When a simple call led to an uncomfortable truth

It was 7.00 in the evening and the end of a tiring day when she rang. “What do you think of cricket?”. From her voice I could guess she was one of those pretty young things who masquerade as journalists.

“I don’t think about cricket” I replied, stressing the second word. I was trying to be both witty and succinct. But she only giggled. Sweetly, no doubt, but disconcertingly nonetheless.

“Tell me something more” she said,recovering her composure.

“Why?” I was only half teasing. The other half was intended as a challenge.

“Because I want to publish your answer and the first won’t do!”

I suppose her bluntness got to me. But she also had a point. What would I do if those I professionally question chose to answer as I did? At any rate, whether out of sympathy or vanity, I found myself tempted to speak. I should have resisted because once I began I was caught in a trap.

“I find cricket mindless, dreary and tedious” I said. It was meant tongue in cheek but the truth is I was saying what I actually feel. I don’t like the game. I don’t even understand it. When forced to watch I struggle to keep awake or, at any rate, sit still.

“How funny”. She wasn’t giggling this time. In fact she sounded deadly serious. “Why?”

“Because cricket is a game where eleven oafs in flannel chase a ball hit alternately by two others whilst a stadium full of duffers cheers them on.”

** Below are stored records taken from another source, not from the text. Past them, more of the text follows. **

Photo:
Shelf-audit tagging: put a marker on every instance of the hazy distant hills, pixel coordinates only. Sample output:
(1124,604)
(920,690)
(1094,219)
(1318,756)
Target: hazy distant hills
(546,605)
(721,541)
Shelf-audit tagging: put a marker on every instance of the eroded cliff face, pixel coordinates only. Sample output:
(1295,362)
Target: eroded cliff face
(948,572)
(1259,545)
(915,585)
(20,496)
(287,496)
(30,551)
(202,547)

I’m not sure if I was consciously quoting but the mellifluous fluency of this pithy description did not sound original to my ears. Nevertheless, I was pleased with it. Not so the lady journalist.

“Oafs?” she queried. It wasn’t the pronunciation she was uncertain of but the meaning. She had mistaken it for a sylvan term. From little acorns do big oafs grow, if you catch my drift.

“Flannel?” she asked once her first question had been taken care of.

“It’s spelt …….” but she interrupted.

“Like those people in a TV studio sitting together?”

This was my turn to laugh.

“No doubt they’re oafs too but I wasn’t speaking about them.” I spluttered. “No, it’s not television panel discussions I’m referring to but the clothes cricketers wear. White flannels.”

“But which is the team in white?” she asked missing, or sidestepping, my point. “I thought everyone wore colours.”

“Of course they do.” But as I reassured her I realised the difficulty of extricating myself from a conversation that had not merely veered off course but perhaps entirely disappeared from the track. My heart sank.

“Well?” she said. “Which one?”

“None.”

“But you just spoke about oafs in flannel and you said flannel was white. So tell me, who is playing in white?”

“That’s not what I meant?”

“Then what did you mean?”

“Oh dear” I exclaimed, somewhat exhausted by the prospect of putting matters right. “I wish I knew.”

It wasn’t a serious comment. In fact it was said more to myself than to her. But she pounced upon it with a journalistic ferocity that ordinarily I would have admired.

“Are you saying you don’t know what you mean?”

“You could say you don’t know what I mean” I answered combatively. But she failed to grasp the twist in my reply.

“In other words you don’t know what you’re talking about?”

Perhaps she was right but I was stunned. In fact, quite speechless. The conversation had taken a bizarre turn.

“Yes, I suppose that’s what it must look like.” My voice sounded defeated. In fact, clean bowled. “But I did forewarn you, didn’t I?”

“Well, I’m sorry I rang. I seem to have made a terrible mistake. Goodbye.”

I must have held on to the phone for a while – long after the line disconnected– because when Santosh walked into my office he thought I was in trouble.

“A problem?”

“Yes” I replied. “I just spoke the truth about cricket.”